Reproductive Rights Litigator Discusses Carhart’s Impact

BY MEGAN HUGHES

Priscilla Smith, Supreme Court litigator in Gonzales v. Carhart, spoke about the impact the case will have on reproductive rights litigation in Austin East on September 26th. Approximately sixty students attended the talk, entitled “Gonzales v. Carhart: Expanding Restrictions on the Right to Choose”, and many stayed late to ask questions.

In the 2007 Carhart case, the Supreme Court upheld the federal ban on so-called “partial birth” abortions. Smith was an attorney with the Center for Reproductive Rights for 13 years, where she served as the Director of the Domestic Legal Program from 2003-2007. She is currently a visiting fellow at the Information Society Project at Yale Law School, where she will be working on the Teaching and Scholarship Initiative, a project to shift and expand the dialogue around reproductive rights issues in the legal academy.

The talk began with a discussion of terminology. The speaker corrected the common misconception that the “partial birth” abortion ban refers to post-viability, third trimester abortions. “Partial birth abortion” is a term chosen as the result of focus groups conducted by anti-abortion activists. In reality, the statute at issue in the case can impact abortions as early as twelve weeks into a pregnancy.

Ms.
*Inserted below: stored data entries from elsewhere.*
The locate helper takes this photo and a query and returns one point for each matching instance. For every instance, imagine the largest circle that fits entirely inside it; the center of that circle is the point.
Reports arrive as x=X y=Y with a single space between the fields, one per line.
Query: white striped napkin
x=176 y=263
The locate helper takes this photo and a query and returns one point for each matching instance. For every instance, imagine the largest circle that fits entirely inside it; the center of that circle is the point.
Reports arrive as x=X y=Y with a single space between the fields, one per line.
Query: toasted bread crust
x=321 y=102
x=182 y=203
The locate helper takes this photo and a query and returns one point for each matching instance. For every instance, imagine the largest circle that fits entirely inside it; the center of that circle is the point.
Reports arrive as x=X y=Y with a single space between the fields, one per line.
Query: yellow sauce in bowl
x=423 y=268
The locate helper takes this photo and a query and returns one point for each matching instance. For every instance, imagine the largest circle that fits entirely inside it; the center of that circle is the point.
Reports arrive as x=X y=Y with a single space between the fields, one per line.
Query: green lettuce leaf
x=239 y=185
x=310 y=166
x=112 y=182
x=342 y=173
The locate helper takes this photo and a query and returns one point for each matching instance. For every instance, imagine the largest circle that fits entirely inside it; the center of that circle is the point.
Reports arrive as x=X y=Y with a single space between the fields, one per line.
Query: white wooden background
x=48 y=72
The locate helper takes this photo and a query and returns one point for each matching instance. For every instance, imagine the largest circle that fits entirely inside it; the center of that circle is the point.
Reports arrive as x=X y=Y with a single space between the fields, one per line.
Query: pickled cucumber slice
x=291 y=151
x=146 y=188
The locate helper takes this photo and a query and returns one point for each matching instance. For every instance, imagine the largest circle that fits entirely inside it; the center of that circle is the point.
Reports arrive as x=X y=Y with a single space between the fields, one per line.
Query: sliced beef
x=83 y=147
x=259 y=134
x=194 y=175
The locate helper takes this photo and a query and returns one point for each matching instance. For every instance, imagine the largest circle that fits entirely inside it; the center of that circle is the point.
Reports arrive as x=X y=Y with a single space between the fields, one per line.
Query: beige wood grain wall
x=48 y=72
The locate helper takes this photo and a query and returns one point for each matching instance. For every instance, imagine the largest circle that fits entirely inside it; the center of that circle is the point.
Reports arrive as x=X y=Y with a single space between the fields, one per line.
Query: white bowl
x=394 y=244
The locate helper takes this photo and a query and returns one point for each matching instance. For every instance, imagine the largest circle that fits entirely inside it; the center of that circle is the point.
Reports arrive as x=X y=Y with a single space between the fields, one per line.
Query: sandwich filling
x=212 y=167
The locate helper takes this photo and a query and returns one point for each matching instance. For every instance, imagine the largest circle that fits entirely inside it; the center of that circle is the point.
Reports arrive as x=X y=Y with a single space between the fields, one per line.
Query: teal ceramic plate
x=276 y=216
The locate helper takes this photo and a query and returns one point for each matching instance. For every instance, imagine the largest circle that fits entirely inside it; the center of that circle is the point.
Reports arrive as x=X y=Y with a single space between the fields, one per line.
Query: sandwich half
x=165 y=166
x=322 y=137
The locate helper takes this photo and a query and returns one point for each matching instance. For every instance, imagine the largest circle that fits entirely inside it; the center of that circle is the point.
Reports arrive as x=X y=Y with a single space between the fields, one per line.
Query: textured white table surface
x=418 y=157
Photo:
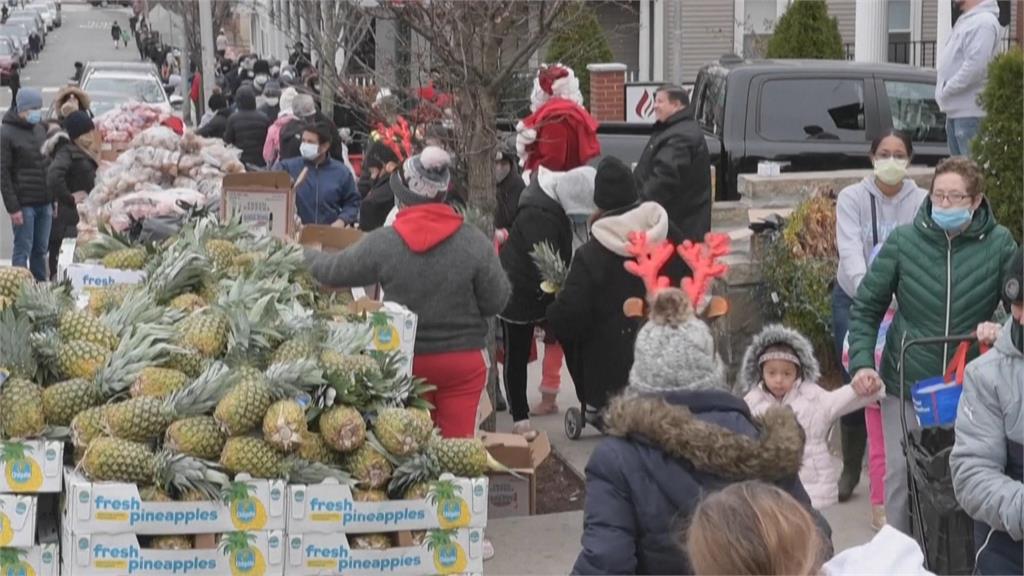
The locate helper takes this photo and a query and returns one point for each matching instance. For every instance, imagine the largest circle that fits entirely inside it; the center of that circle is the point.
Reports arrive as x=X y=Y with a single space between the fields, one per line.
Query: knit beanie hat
x=29 y=98
x=614 y=186
x=426 y=177
x=78 y=123
x=675 y=350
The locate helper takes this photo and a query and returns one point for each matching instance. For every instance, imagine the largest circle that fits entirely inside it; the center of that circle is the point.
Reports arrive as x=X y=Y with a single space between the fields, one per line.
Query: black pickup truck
x=808 y=115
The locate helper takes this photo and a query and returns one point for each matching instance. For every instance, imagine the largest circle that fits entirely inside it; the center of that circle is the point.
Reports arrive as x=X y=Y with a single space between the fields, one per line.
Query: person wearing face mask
x=946 y=271
x=72 y=173
x=247 y=128
x=987 y=459
x=325 y=192
x=866 y=213
x=23 y=180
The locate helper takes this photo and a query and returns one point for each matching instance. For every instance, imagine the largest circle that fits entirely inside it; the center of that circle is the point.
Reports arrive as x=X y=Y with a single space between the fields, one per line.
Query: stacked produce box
x=224 y=416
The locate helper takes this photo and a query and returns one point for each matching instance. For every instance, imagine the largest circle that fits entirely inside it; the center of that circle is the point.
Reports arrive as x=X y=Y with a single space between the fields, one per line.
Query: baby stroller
x=940 y=526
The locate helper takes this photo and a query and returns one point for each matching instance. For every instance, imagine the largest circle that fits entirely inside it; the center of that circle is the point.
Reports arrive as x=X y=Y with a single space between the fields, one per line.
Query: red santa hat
x=555 y=81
Smith argued that the Court’s decision is a radical departure from prior reproductive rights jurisprudence, raising issues of stare decisis and what the state interest is in abortion bans. The Carhart opinion upheld the federal “partial birth” abortion ban despite the 2000 Stenberg v. Carhart opinion striking down a substantially similar Nebraska law.

In Stenberg, the Court struck down the state statute for its broad language and lack of an exception for the health of the mother, and argued that whenever substantial medical authority believes a ban would hurt women’s health, the ban should be struck down. Smith called this the “tie goes to the woman” rule, because when substantial medical authority exists to say that a ban would harm women’s health, even if there is some dispute, the Court should favor women’s health. Justice Kennedy dissented in the Stenberg case. In Carhart, Justice Kennedy’s prior dissent became the majority opinion. The federal ban in Carhart was upheld despite the lack of a health exception.

According to Smith, Justice Kennedy relied on a state interest in protecting individuals from making a decision that they will regret, since he believes that at least some women will regret undergoing the procedure known as “partial birth abortion”.

Ms. Smith called this new state interest “ludicrous” and proposed that it could be used to justify a ban on sex without condoms, since surely some individuals come to regret engaging in sexual intercourse without condoms. Ultimately, according to Smith, the federal “partial birth” abortion ban will harm women’s health. Doctors will be forced in some cases to either perform a less safe procedure, since the procedure covered by the ban is sometimes safer than alternative procedures, and it will prevent some women from obtaining abortions. The only difference between the intact procedure covered by the federal ban and the alternative nonintact procedure is the intent of the provider. Since the provider’s intent is difficult to measure, physicians will be worried that even procedures permitted under the law will expose them to potential criminal liability. Smith asked whether any attorneys would be willing to practice law under such circumstances, and argued that abortion providers are now facing this same decision.

The talk was co-sponsored by HLS for Choice, the Human Rights Program, the Teaching and Scholarship Initiative, CR/CL, ACS, HLS-ACLU, the Harvard Law & Health Care Society, Harvard Medical Students for Choice, Harvard Students for Choice, and HLS-Lambda.